Re: FreeBitco.in - Win free Bitcoins every hour! - $30,000 contest now live!
I have been using this site for years well about six weeks ago I decided to deposit some bitcoin in here for the %4 interest not a lot luckily as my account was hacked apparently, I never had an email to confirm address change I was on the site on the 2nd and by the 3rd someone had changed my email address my wallet address and withdrew all btc in less the 24 hours.
Now if that is not a sign of a hack I dont know what is surely the should have some security is it cryptopia or polo where if you change a wallet address you cant withdraw until 48 hours later
Now if that is not a sign of a hack I dont know what is surely the should have some security is it cryptopia or polo where if you change a wallet address you cant withdraw until 48 hours later
The hacker would have needed your password (you used the same on other websites?), then he can change email. After that he receives all new notifications instead of you.
If à substantial amount is on your balance, best security way is 2FA.
Okay maybe he had my password from somewhere I dont know but surely if he changes email address it has to be confirmed on old email adress
Yes, email confirmation is required from the old email address. If your account didn't have a valid email address we display this warning.
If you ignore that and your password is compromised then it is possible for a hacker to change the email.

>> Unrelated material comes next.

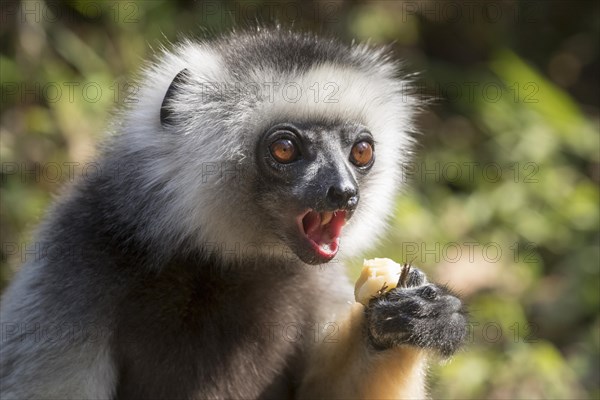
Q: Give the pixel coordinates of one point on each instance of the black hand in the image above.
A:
(423, 315)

We put a warning recently:
People who have been re-using passwords on multiple websites have been getting hacked since it seems like the databases of some other faucets have been compromised or the owner of those faucets decided to use the passwords that they had to compromise freebitco.in accounts. Like I have warned countless times before - Please do not re-use passwords on multiple websites and use a password manager!
If you use the same password on multiple websites, you will get hacked, it is only a matter of when. I have added a protection in the signup and change password functions to force users to create a secure password which should somewhat help in users not re-using their passwords. Login authorization emails which were previously being sent only for users who had a balance > $5 (because a lot of users were marking these emails as spam negatively impacting our email deliverability) has been enabled for all users now.
If you use the same password on multiple websites, you will get hacked, it is only a matter of when. I have added a protection in the signup and change password functions to force users to create a secure password which should somewhat help in users not re-using their passwords. Login authorization emails which were previously being sent only for users who had a balance > $5 (because a lot of users were marking these emails as spam negatively impacting our email deliverability) has been enabled for all users now.